A prévia do PIB (Produto Interno Bruto), calculada pelo IBC-Br (Índice de Atividade Econômica) do BC (Banco Central), caiu 0,15% no acumulado de 2014, segundo dados divulgados nesta quinta-feira (12).
O resultado de dezembro só apresentou evolução na comparação com o mesmo período do ano anterior.
Os indicadores dessazonalizados (ajustados para o período), por outro lado, tiveram resultado negativo em todos os níveis apresentados pelo BC. Na comparação de dezembro do ano passado com novembro, a queda foi de 0,55%. Já em relação a dezembro de 2013, a queda foi de 0,12%.
No quarto trimestre na comparação com o terceiro, o IBC-Br mostrou contração de 0,15%.

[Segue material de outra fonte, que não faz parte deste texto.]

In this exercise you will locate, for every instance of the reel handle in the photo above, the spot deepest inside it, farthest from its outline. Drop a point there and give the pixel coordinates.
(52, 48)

De acordo com o professor de macroeconomia da Universidade Presbiteriana Mackenzie, Pedro Raffy Vartanian, “já era esperado um resultado do PIB próximo de zero em 2014 em decorrência de uma série de fatores, como a política monetária contracionista, o cenário eleitoral e as incertezas sobre os rumos da política econômica”.
O professor destaca que o resultado confirma que o PIB de 2014, a ser divulgado pelo IBGE, terá o pior resultado desde 2009, ano em que o País sentiu os efeitos da crise financeira internacional.
Analistas consultados pela Reuters esperavam queda de 0,8% na comparação mensal em dezembro, de acordo com a mediana de 21 projeções. As projeções variaram de recuo de 0,3% a 1,7%.
O mercado financeiro previa que 2014 não teria crescimento ou queda. No último boletim Focus, divulgado pelo BC na segunda-feira (9), a taxa esperada era de zero no ano passado.
Prévia do PIB
O IBC-Br é uma forma de antecipar os resultados da atividade econômica brasileira. O índice traz informações sobre o nível de atividade da indústria, comércio e serviços e agropecuária.
O acompanhamento do indicador é considerado importante pelo BC para que haja maior compreensão da atividade econômica, além de contribuir para as decisões do Copom (Comitê de Política Monetária), responsável por definir a taxa básica de juros, a Selic.